Not surprisingly, that decision because useful pretty quickly. As I was working on moving
the Cartographica Blog from SquareSpace to Pelican, I
was having some concern over the redirection method I used in Gaige's Pages, the
pelican-alias
plugin.
The pelican-alias
plugin is a highly useful piece of code, especially if you're going to
be placing your pelican site on a server you don't control. The method of redirection is
to place a file at the original location and then redirect using HTML. This is effective
without propagating multiple copies of your pages in multiple locations (as would be the
case if you used a mapping in your web server), however it has two undesirable effects:
- It causes a slight browser-induced delay for the HTML reload command to be recognized and executed
- It doesn't tell search engines to permanently relocate your pages to their new location
I realized that the problem I was looking to solve was slightly different. In my case, I have complete control over the web server (nginx in my case), and therefore can provide configuration information to it directly, including having it redirect using HTTP 301 and 302 codes.

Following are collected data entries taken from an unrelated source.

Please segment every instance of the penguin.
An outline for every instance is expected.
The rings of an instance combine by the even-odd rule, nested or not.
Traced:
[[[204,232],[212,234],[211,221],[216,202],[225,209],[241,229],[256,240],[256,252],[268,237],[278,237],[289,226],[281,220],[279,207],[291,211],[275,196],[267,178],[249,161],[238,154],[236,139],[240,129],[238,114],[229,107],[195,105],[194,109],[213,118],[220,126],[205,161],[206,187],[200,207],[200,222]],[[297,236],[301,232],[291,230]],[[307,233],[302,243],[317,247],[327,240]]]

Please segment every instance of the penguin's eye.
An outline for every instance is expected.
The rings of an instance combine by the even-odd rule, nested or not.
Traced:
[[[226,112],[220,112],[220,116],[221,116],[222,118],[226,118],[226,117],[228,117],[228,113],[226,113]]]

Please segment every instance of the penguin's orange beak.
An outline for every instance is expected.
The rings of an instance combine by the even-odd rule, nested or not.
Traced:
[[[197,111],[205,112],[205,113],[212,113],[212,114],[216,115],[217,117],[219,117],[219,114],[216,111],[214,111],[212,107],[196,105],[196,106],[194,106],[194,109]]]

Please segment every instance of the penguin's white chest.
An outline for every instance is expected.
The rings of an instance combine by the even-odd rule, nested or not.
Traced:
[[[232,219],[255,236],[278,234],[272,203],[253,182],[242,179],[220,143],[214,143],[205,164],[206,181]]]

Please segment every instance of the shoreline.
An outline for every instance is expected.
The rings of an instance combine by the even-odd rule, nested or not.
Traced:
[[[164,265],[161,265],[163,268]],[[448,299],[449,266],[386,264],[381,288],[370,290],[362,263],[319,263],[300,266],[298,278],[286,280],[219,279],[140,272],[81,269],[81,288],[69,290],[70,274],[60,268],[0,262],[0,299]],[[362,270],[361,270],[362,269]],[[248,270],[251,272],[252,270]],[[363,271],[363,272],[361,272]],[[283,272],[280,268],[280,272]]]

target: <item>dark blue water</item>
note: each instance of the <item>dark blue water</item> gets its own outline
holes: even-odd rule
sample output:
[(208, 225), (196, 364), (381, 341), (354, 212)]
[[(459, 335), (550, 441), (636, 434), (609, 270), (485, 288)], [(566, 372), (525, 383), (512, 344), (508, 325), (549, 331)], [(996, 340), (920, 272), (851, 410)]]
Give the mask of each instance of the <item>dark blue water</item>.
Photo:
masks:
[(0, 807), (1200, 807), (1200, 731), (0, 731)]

Furthermore, since I have a fine static blog engine with plugin support written in a language that
I am comfortable with, and with plenty of example code, I was able to pull together a pretty
simple plugin to create a map from the alias
attribute in my blog postings to the final
published URI. The result is now available as
nginx_alias_map on github.
I'm now running two sites using it and both seem to be performing admirably.
Code is published under the MIT license and pull requests are welcome.